Troy Gentry, of the country band Montgomery Gentry, was killed in a New Jersey helicopter crash Friday just before the duo were set to perform. He was 50.
The band confirmed his death in the crash in Medford, N.J. about 1 p.m. ET, but had no details of the crash.
The band's tweet said Gentry's family thanked fans for "kind thoughts and prayers" and asked for privacy.
The Flying W Airport & Resort in Medford announced in a Facebook post that the popular band's show for Friday night had been canceled. The airport also houses a resort, where the concert was going to be held.
The Courier-Post in New Jersey reported that an aircraft went down at the Flying W Airport with two people on board. The Associated Press reported the pilot of the helicopter also died.
A spokeswoman for the Federal Aviation Administration told the Courier-Post a Schweitzer 269 "crashed in a wooded area off the end of runway 1," and that the FAA and the National Transportation Safety Board would soon begin an investigation into the incident.
Gentry was born in Lexington, Kent., but called Nashville home, according to The Tennessean.
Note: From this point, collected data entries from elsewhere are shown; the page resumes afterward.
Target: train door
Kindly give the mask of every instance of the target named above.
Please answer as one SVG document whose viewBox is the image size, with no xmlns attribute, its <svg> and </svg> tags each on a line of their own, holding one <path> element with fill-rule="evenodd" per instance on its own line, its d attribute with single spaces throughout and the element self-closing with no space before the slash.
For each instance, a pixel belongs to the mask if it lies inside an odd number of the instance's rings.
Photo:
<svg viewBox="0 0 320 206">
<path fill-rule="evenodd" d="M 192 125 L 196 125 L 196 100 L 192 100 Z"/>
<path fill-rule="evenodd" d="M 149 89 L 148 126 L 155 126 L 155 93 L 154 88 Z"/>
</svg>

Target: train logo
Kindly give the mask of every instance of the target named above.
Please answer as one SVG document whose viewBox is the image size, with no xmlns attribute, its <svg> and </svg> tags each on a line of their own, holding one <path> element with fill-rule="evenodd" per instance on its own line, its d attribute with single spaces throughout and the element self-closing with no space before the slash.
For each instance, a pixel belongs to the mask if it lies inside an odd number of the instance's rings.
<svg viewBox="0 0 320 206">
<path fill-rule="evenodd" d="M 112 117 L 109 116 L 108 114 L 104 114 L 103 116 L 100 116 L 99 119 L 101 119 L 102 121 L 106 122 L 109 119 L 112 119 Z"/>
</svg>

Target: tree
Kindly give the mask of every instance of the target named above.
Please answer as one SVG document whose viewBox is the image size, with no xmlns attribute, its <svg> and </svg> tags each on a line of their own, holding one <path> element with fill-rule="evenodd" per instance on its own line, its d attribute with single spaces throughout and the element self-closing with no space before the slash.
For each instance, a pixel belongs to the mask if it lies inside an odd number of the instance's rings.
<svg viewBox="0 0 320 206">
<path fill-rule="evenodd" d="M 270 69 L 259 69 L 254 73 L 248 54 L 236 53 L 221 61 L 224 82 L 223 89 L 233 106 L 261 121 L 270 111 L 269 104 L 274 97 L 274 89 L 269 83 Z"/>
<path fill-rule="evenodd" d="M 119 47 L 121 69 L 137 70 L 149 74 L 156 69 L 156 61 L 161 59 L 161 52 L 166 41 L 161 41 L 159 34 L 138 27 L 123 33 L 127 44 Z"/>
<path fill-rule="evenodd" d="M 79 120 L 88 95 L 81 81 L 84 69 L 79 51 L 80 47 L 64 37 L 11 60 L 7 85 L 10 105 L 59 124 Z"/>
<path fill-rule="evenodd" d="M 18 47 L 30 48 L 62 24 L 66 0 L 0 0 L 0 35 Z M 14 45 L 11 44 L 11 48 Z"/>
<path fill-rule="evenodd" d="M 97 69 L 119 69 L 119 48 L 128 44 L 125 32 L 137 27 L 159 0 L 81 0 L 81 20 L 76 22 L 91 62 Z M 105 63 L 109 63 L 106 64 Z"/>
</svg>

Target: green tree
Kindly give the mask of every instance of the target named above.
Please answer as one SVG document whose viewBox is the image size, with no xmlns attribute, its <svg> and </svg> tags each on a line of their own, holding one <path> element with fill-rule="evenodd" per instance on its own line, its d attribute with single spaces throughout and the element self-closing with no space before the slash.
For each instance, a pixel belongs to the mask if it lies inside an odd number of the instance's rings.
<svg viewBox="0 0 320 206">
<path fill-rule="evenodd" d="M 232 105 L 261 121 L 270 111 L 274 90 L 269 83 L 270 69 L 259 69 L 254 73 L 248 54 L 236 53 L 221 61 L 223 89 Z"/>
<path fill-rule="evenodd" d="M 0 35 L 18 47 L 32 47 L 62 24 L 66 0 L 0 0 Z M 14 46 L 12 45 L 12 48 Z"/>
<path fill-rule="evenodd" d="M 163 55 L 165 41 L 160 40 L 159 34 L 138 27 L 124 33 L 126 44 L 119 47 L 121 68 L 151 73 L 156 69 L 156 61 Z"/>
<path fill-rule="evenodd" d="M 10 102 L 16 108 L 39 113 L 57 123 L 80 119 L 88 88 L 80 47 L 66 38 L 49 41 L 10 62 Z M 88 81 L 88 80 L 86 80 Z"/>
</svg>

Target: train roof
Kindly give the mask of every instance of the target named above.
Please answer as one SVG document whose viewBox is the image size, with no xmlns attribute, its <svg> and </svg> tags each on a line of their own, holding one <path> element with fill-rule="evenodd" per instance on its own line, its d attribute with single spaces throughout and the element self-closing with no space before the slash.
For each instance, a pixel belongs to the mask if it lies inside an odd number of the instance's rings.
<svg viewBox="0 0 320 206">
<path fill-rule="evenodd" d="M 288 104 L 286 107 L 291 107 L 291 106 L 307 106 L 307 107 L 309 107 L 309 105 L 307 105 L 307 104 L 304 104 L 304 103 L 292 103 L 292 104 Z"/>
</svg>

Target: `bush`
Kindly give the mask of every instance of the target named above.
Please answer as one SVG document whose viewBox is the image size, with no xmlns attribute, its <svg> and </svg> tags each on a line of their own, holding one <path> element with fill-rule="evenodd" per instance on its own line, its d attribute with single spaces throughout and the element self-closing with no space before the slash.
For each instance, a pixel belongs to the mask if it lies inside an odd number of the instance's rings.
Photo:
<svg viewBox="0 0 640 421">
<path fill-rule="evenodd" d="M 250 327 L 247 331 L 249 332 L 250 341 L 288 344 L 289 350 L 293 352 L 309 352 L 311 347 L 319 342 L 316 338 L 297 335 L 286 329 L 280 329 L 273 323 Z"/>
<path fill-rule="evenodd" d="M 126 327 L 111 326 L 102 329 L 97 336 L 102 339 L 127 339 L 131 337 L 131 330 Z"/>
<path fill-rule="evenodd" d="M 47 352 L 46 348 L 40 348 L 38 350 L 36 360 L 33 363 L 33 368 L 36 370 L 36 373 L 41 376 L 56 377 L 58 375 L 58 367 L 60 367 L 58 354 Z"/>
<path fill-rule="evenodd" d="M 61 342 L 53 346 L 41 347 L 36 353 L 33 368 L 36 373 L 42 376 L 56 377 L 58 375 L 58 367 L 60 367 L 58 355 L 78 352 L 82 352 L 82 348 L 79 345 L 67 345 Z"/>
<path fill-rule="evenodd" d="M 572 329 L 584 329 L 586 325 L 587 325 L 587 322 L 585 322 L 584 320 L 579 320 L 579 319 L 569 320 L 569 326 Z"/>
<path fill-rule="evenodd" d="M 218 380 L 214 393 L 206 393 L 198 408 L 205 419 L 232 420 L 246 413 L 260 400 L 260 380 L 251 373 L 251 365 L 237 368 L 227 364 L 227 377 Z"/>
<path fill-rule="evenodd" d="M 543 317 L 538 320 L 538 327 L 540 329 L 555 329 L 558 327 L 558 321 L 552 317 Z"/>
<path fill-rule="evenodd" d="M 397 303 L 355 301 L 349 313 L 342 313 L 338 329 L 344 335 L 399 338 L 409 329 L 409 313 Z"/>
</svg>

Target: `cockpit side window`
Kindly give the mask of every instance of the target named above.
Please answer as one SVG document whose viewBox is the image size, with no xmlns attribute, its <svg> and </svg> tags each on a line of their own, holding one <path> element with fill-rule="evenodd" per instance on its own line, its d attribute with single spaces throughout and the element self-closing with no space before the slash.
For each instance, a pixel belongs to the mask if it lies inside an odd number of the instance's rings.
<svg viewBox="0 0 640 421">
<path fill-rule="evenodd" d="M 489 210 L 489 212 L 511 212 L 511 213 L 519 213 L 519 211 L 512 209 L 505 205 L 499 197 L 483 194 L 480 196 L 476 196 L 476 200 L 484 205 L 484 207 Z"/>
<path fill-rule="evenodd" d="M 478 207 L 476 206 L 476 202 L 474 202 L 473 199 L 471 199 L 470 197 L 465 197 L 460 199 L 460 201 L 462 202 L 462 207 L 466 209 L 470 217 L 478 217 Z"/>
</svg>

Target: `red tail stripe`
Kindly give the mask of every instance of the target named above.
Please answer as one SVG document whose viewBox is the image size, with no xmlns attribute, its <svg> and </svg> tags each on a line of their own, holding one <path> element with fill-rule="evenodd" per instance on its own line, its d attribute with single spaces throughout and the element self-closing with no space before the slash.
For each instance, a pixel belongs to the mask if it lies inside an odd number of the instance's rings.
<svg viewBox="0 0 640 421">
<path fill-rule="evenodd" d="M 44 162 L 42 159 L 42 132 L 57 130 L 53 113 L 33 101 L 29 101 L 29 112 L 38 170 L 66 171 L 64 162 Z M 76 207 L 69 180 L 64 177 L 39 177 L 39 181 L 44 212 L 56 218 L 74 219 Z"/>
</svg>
He was married with two children.
On the duo's website, Gentry said their popularity was due to the "chemistry" between Gentry and Eddie Montgomery.
"It's a chemistry that's worked for years," Gentry said. "We have two separate singing styles that when they come together, they're very identifiable. It doesn't get old or get sterile. The back and forth between our vocals definitely keeps you listening and keeps you interested in the song."
Gentry and Montgomery were one of the most identifiable Southern rock/country duos in country music, with hits like Hillbilly Shoes and Headlights, My Town and Something to be Proud Of.
Their website describes their sound as the product of their "outlaw-meets-gentleman sensibilities, their yin and yang personalities and their intensely energetic live performances."
A review of one of their performances, in Roanoke, Va., in June, by the Roanoke Times said the duo had scored a dozen hit country singles.
"But the past few years have been tougher, with lower sales and fewer hits in a country music world that in recent years has skewed in directions both poppier and more hard-rock than the Southern-fried and bluesy era from which this act emerged," the review said.